Процветание может позволить себе неискренность, оно может потворствовать несправедливости. Нищета заставляет человека думать о хлебе насущном и видеть пороки режима во всей их полноте. Испытание нищетой или предчувствие нищеты — вот наше боевое крещение. Израненное тело пролетариата подобно распятому телу Христа, окруженного лицемерами, здесь же радостные торговцы, и покинувшие поле битвы апостолы, и наше безразличие, как ночь на Голгофе, и мы сами, пытающиеся вновь подняться по склону, таща на своих плечах ношу нищеты. Мы ищем еще покровительство, принимая бытие, как оно есть; так вот с каждой колокольни для усмирения своей церкви раздается тревожный звон, возвещающий об отступничестве.
Это еще одна победа детства, свидетельствующая о нашей слабости и малодушии.
Традиция связывает нас с теми из наших старших братьев 20-х годов, которые, используя модные тогда слова, продолжали отважно стремиться к искренности и порядку.
Однако они в своих исканиях свернули в сторону, предавшись вычурным мечтаниям, далеким от реального стремления вступить на избранный путь. В целом то же самое произошло и со стремлением к чистоте, та же участь постигла и желание сознательно избрать путь бедности. XIX век — это эпоха овладения богатством. С самого начала он создает свое техническое оснащение — крупную промышленность и свое политическое оружие — революцию, только не народную революцию, а буржуазную. Богатство заглатывает его со всеми его ценностями и классами. Гизо, не поворачивая головы, бросает последний призыв к тем, кто еще не идет по этому пути. Духовным следствием подобного изобилия становится то, что приходит конец безделью, которое прячет собственное бездушие за роскошными декорациями. Начавшаяся война начисто сметает весь этот хлам. Когда великое очищение закончилось, одни стали призывать к духовному разоружению, другие стремились во что бы то ни стало возродить ложные ценности довоенных лет, соглашаясь при этом на полную деморализацию. Но были и те, кто не пошел на это. Они посвятили свою жизнь очищению: искренность, простодушие, чистота перестали быть отдельными явлениями. Это была первая атака против кичливого мира, с почтением относящегося только к внешним декорациям. Художники и литераторы послевоенного времени, понявшие, что подлинное богатство следует искать по ту сторону того, что лежит на поверхности, что бросается в глаза, сумели всем сердцем почувствовать тот беспорядок, против которого мы сражались.

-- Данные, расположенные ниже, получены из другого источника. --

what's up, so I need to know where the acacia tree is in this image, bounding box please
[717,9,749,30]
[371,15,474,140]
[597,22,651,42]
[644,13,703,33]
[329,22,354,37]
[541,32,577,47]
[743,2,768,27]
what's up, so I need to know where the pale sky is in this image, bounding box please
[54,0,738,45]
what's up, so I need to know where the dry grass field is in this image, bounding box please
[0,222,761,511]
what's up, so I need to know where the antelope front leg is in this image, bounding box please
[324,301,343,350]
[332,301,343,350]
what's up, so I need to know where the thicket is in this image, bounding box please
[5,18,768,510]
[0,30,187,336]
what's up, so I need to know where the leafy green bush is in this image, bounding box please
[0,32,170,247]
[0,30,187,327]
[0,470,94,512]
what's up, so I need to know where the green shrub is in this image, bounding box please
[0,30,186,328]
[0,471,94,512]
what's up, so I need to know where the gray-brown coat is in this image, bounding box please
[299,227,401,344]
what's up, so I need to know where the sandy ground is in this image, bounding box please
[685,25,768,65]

В течение послевоенного десятилетия много говорилось о порядке и путях его обретения. Я отлично понимаю, что кое-кто выражал этим свое стремление к реставрации, восстановлению добрых старых порядков. Другие же думали только о сохранении завоеванных привилегий. Но обратим свой взор опять-таки к наименее шумливым. Посмотрите на упорных и отважных молодых людей Пьера Боста. Прислушайтесь, к чему взывает яростное творчество Арлана. Подумайте, что стоит за взрывом сюрреалистского анархизма{2}. И скажите мне, разве все они не объединены одной и той же страстной жаждой порядка, который был бы порядком более высокого уровня по сравнению с поверженными порядками, который шел бы от самой жизни; скажите мне, разве их стремление разрушать не оказывается тем более неистовым, чем чаще оно терпит поражение: одержимость небытием иногда оказывается ничем не прикрытой мольбой.